For family relations specialist John Gottman, this is a sure sign of the couple’s doom. Even an adult is not easy when a partner refuses to answer, and a child who cannot defend himself in any way is extremely depressing. The damage done to self-esteem is based precisely on the inability to protect oneself. In addition, children blame themselves for not getting the attention of their parents.

3. OFFENSIVE SILENCE: contempt and ridicule

Harm can be caused without raising your voice — with gestures, facial expressions and other non-verbal manifestations: rolling your eyes, contemptuous or offensive laughter. In some families, bullying is practically a team sport if other children are allowed to join in. Controlling parents or those who want to be the center of attention use this technique to manage family dynamics.

4. CALLED AND NOT GIVED: GAS LIGHTING

Gaslighting causes a person to doubt the objectivity of their own perception. This term comes from the title of the film Gaslight (“Gaslight”), in which a man convinced his wife that she was going crazy.

Gaslighting does not require shouting — you just need to declare that some event did not actually happen. Relations between parents and children are initially unequal, a small child perceives the parent as the highest authority, so it is quite easy to use gaslighting. The child not only begins to consider himself a «psycho» — he loses confidence in his own feelings and emotions. And this does not pass without consequences.

5. «For your own good»: scathing criticism

In some families, both loud and quiet abuse is justified by the need to correct flaws in the child’s character or behavior. Sharp criticism, when any mistake is meticulously examined under a microscope, is justified by the fact that the child “should not be arrogant”, should “behave more modestly”, “know who is in charge here”.

These and other excuses are just a cover for the cruel behavior of adults. Parents seem to behave naturally, calmly, and the child begins to consider himself unworthy of attention and support.

6. TOTAL SILENCE: NO PRAISE AND SUPPORT

It is difficult to overestimate the power of the unsaid, because it leaves a gaping hole in the child’s psyche.

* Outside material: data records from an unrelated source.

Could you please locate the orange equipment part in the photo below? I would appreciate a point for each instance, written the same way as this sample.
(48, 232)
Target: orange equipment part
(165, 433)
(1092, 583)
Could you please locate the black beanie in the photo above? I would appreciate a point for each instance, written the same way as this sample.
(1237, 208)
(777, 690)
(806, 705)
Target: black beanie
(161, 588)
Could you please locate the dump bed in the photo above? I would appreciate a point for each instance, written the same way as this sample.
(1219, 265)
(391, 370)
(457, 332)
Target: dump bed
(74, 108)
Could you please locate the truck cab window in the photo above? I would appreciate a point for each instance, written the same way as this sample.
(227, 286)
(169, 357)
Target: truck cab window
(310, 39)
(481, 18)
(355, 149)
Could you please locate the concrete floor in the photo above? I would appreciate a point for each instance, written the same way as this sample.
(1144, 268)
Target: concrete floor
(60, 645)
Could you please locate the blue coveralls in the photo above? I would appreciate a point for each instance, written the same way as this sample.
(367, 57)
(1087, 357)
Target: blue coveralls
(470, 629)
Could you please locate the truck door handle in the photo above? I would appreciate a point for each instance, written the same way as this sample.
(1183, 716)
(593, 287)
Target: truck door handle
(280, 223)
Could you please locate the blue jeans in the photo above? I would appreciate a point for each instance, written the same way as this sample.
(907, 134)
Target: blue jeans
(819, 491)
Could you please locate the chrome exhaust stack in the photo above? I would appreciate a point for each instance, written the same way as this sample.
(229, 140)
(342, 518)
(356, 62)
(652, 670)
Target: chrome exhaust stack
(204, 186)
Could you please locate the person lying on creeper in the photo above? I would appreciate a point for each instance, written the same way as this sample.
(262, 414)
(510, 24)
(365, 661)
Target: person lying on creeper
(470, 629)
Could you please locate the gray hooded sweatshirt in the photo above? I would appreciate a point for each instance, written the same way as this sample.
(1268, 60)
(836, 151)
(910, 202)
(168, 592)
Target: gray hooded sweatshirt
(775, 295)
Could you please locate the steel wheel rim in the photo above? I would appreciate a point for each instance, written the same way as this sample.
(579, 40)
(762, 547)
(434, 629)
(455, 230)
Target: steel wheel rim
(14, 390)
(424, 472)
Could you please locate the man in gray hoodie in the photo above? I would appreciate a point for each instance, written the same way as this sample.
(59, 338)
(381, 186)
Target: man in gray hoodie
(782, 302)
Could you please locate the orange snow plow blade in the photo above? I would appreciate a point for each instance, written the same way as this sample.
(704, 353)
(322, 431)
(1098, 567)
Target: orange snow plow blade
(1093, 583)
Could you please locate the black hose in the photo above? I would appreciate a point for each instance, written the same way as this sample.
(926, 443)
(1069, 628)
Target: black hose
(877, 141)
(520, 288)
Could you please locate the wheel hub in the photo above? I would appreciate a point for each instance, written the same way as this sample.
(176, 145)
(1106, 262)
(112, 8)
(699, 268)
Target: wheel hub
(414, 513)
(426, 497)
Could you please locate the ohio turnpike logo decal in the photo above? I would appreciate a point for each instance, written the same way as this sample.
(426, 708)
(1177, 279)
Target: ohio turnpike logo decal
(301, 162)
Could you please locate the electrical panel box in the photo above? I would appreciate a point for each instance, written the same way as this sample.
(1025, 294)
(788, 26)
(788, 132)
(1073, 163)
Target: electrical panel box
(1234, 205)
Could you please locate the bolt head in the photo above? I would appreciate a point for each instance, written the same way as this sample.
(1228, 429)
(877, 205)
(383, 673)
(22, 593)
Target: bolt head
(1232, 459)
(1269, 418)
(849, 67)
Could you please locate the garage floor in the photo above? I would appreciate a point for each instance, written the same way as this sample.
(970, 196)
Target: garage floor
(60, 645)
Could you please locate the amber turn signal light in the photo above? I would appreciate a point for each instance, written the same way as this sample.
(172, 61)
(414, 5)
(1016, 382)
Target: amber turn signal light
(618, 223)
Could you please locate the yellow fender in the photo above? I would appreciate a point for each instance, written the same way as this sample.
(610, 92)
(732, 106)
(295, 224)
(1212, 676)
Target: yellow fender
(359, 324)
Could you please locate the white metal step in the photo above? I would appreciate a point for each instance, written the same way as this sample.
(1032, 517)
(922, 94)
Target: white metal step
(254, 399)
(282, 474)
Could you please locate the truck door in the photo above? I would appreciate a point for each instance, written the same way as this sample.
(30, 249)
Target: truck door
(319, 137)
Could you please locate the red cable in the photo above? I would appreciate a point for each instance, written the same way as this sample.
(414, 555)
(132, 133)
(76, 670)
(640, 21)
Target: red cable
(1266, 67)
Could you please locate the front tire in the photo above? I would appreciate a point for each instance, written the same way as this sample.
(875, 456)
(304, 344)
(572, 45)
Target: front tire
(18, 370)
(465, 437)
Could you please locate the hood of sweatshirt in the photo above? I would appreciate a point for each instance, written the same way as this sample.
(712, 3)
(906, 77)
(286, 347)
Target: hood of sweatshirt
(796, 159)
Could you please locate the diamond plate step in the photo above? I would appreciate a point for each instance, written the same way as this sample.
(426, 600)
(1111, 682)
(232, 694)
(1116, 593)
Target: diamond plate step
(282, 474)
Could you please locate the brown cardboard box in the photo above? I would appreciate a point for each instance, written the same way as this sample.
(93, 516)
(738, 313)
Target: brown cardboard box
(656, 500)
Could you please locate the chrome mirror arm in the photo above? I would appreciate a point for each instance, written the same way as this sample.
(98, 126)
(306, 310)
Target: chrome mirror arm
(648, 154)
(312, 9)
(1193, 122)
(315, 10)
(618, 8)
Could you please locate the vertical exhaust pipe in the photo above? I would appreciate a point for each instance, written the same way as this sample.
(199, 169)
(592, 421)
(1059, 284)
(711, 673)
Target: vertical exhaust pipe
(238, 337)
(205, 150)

For normal development, children need everything that parents abusing their power are silent about. It is important for a child to explain why he is worthy of love and attention. It is as necessary as food, water, clothing and a roof over your head.

7. SHADOWS IN SILENCE: NORMALIZING VIOLENCE

For a child whose world is very small, everything that happens to him happens everywhere. Often children believe that they deserved verbal abuse because they were «bad». It’s less scary than losing trust in someone who cares about you. This creates the illusion of control.

Even as adults, such children may rationalize or view their parents’ behavior as normal for a number of reasons. It is equally difficult for women and men to realize that the people who are obliged to love them have hurt them.